Carnegie Mellon’s Guide to MSSPs

Posted November 7th, 2007 by

I had a good conversation this morning with a friend going over what to look for in picking a Manages Security Service Provider.  Since I have this wonderful relationship with our SOC (I’m both their customer and their LANLord), he wanted to know how, what, and where.

Over a year ago when I started getting involved in the managed service business,  I found Carnegie Mellon’s “Outsourcing Managed Security Services” (.pdf caveat).  I recommended that my friend go check it out, and on a lark I had a look at it.  It’s still relevant today.

And yes, Hoff, the report is from the “Networked Systems Survivability Program”.  Stuff that in your pipe and smoke it. =)

The one thing that keeps sticking in the back of my mind is MSSP service offerings.  So let me pick up the torch for Richard Bejtlich a little bit because deep down inside I like his Network Security Monitoring ideas.
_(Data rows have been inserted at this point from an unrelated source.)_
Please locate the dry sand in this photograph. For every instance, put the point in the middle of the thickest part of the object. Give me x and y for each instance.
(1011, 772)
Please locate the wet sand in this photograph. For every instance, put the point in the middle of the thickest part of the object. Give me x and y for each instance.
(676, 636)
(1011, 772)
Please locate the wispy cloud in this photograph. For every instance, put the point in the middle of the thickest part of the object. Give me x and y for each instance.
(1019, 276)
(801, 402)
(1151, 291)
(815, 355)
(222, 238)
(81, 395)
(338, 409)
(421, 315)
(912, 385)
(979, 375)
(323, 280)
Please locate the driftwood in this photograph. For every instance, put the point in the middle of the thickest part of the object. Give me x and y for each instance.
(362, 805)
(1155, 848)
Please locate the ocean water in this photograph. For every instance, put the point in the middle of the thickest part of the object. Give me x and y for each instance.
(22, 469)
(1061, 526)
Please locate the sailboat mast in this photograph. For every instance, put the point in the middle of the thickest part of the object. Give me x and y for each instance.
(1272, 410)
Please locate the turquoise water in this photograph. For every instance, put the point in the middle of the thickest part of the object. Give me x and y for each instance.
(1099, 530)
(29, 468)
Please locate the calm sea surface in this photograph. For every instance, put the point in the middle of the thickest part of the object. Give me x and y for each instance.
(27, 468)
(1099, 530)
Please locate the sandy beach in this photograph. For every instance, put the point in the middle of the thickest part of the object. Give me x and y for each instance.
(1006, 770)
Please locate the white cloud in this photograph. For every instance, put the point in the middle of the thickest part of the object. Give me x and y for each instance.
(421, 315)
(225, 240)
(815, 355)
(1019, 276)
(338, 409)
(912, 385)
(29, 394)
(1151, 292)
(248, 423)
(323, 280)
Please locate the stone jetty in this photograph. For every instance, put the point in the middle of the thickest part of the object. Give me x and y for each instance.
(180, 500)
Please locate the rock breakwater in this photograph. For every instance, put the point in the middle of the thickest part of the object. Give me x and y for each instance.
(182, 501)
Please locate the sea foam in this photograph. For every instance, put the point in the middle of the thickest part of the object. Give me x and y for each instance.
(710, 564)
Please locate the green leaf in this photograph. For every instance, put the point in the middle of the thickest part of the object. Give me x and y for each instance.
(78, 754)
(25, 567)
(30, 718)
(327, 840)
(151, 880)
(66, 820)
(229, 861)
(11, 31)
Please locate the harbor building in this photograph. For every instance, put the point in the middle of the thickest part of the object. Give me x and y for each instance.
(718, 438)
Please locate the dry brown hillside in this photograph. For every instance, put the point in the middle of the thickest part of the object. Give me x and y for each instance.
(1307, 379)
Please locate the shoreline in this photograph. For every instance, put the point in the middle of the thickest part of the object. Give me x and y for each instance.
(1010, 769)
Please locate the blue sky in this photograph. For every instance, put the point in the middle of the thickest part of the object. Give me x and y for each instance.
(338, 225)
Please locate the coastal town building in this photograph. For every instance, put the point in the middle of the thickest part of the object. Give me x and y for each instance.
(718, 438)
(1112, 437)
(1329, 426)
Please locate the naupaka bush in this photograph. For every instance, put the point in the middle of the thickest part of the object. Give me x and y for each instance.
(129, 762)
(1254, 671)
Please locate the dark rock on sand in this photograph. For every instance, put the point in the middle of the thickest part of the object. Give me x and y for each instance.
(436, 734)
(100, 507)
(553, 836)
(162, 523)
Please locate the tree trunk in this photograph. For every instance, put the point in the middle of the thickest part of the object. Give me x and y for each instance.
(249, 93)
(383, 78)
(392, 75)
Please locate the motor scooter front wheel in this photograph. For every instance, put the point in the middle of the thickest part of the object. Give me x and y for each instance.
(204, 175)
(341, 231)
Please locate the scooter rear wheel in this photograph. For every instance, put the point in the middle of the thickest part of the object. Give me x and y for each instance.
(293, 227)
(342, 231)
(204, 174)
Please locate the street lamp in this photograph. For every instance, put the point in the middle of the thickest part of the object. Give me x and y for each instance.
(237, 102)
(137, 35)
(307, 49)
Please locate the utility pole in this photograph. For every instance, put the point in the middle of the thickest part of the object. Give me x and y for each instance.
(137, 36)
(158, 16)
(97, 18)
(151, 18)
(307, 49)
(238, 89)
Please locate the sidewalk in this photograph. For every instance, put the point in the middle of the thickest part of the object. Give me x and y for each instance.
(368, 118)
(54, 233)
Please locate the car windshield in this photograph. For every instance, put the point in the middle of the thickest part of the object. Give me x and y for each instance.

Well, let’s say I’m a MSSP.  Not much of a stretch, really.  Now the problem with being a managed services provider is that I’m only as smart as my customers will let me be.  Some things sell themselves:  firewall monitoring and management; anti-virus deployment, monitoring, and management; and log monitoring and management.  Yes, it’s the same-old, tried-and-true security operations.  Some would say “tired”, and I would probably agree with that, too.

But when it comes to selling NSM (or any other new concept) as a service, it’s hard for me to sell.  The reason is that my customers don’t have a NSM problem, they have security, risk management, compliance, and auditor problems and the way that they understand to fix those problems is to outsource them.  Yes, that’s the the customer defining the solution space, but that’s the realpolitik of the market.

For a MSSP offering ala-carte service offerings, I have to frame NSM in a way that does the following:

  • The customer can understand what they are getting
  • The customer realizes a need for that service
  • I’m not beaten on price by my competitors
  • The customer’s auditors can understand how we are helping and that we have value

Basically, that’s just sound business, only my problem space is defined as providing an complex solution (security) on top of an already-esoteric solution (IT in general).